Accurate identification of surgical instruments is crucial for efficient workflows and patient safety within the operating room, particularly in preventing complications such as retained surgical instruments. Artificial Intelligence (AI) models have shown the potential to automate this process. This study evaluates the accuracy of publicly available Large Language Models (LLMs)-ChatGPT-4, ChatGPT-4o, and Gemini-and a specialized commercial mobile application, Surgical-Instrument Directory (SID 2.0), in identifying surgical instruments from images. The study utilized a dataset of 92 high-resolution images of 25 surgical instruments (retractors, forceps, scissors, and trocars) photographed from multiple angles. Model performance was evaluated using accuracy, weighted precision, recall, and F1 score. ChatGPT-4o exhibited the highest accuracy (89.1%) in categorizing instruments (e.g., scissors, forceps). SID 2.0 (77.2%) and ChatGPT-4 (76.1%) achieved comparable accuracy, while Gemini (44.6%) demonstrated lower accuracy in this task. For precise subtype identification of instrument names (like "Mayo scissors" or "Kelly forceps"), all models had low accuracy, with SID 2.0 having an accuracy of 39.1%, followed by ChatGPT-4o (33.69%). Subgroup analysis revealed ChatGPT-4 and 4o recognized trocars in all instances. Similarly, Gemini identified surgical scissors in all instances. In conclusion, publicly available LLMs can reliably identify surgical instruments at the category level, with ChatGPT-4o demonstrating an overall edge.
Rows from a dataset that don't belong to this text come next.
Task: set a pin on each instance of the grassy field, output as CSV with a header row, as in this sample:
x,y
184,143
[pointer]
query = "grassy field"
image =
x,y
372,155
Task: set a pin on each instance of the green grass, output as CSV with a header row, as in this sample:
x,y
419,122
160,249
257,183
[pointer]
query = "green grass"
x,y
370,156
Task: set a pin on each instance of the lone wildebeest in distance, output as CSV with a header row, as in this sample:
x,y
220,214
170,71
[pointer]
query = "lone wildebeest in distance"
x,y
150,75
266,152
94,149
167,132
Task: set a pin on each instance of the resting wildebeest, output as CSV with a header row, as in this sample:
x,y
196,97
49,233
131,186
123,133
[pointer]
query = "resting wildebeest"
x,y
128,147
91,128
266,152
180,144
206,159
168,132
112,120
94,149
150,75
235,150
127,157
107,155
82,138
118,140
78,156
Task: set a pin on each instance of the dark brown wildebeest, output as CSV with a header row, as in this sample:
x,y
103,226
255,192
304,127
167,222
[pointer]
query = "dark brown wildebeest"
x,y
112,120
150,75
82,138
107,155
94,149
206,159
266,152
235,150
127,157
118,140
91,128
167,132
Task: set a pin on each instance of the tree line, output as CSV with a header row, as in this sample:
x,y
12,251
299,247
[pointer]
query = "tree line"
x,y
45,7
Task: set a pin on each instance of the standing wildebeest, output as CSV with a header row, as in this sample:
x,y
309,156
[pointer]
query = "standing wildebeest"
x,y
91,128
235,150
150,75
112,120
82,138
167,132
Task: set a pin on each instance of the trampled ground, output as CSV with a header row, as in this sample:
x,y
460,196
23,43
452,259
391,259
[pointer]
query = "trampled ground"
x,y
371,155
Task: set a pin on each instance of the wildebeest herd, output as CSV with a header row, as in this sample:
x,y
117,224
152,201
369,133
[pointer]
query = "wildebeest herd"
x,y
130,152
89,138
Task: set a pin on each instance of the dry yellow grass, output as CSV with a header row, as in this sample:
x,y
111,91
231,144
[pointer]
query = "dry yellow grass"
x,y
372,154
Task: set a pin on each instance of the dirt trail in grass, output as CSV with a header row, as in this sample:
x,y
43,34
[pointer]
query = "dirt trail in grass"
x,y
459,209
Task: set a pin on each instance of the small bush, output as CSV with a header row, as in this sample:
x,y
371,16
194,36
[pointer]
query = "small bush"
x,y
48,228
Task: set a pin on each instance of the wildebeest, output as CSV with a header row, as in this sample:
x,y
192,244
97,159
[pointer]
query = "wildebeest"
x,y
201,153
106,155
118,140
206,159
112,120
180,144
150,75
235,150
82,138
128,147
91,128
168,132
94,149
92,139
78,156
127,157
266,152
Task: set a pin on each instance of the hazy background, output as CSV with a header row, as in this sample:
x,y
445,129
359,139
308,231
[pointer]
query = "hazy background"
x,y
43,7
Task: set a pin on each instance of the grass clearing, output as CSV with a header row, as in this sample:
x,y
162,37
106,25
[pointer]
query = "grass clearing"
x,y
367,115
However, precise subtype identification remains a challenge for all models. These findings highlight the potential of AI-driven solutions to enhance surgical-instrument management and underscore the need for further refinements to improve accuracy and support patient safety.
准确识别手术器械对于手术室高效的工作流程和患者安全至关重要,特别是在预防诸如手术器械遗留等并发症方面。人工智能(AI)模型已显示出使这一过程自动化的潜力。本研究评估了公开可用的大语言模型(LLMs)——ChatGPT-4、ChatGPT-4o和Gemini——以及一款专门的商业移动应用程序“手术器械目录(SID 2.0)”从图像中识别手术器械的准确性。该研究使用了一个数据集,其中包含25种手术器械(牵开器、镊子、剪刀和套管针)从多个角度拍摄的92张高分辨率图像。使用准确率、加权精确率、召回率和F1分数来评估模型性能。ChatGPT-4o在对器械(如剪刀、镊子)进行分类时表现出最高的准确率(89.1%)。SID 2.0(77.2%)和ChatGPT-4(76.1%)达到了可比的准确率,而Gemini(44.6%)在这项任务中表现出较低的准确率。对于器械名称(如“梅奥剪刀”或“凯利镊子”)的精确亚型识别,所有模型的准确率都很低,其中SID 2.0的准确率为39.1%,其次是ChatGPT-4o(33.69%)。亚组分析显示,ChatGPT-4和4o在所有情况下都能识别套管针。同样,Gemini在所有情况下都能识别手术剪刀。总之,公开可用的大语言模型能够可靠地在类别层面识别手术器械,ChatGPT-4o总体上具有优势。然而,精确的亚型识别对所有模型来说仍然是一个挑战。这些发现凸显了人工智能驱动的解决方案在加强手术器械管理方面的潜力,并强调了进一步改进以提高准确性和保障患者安全的必要性。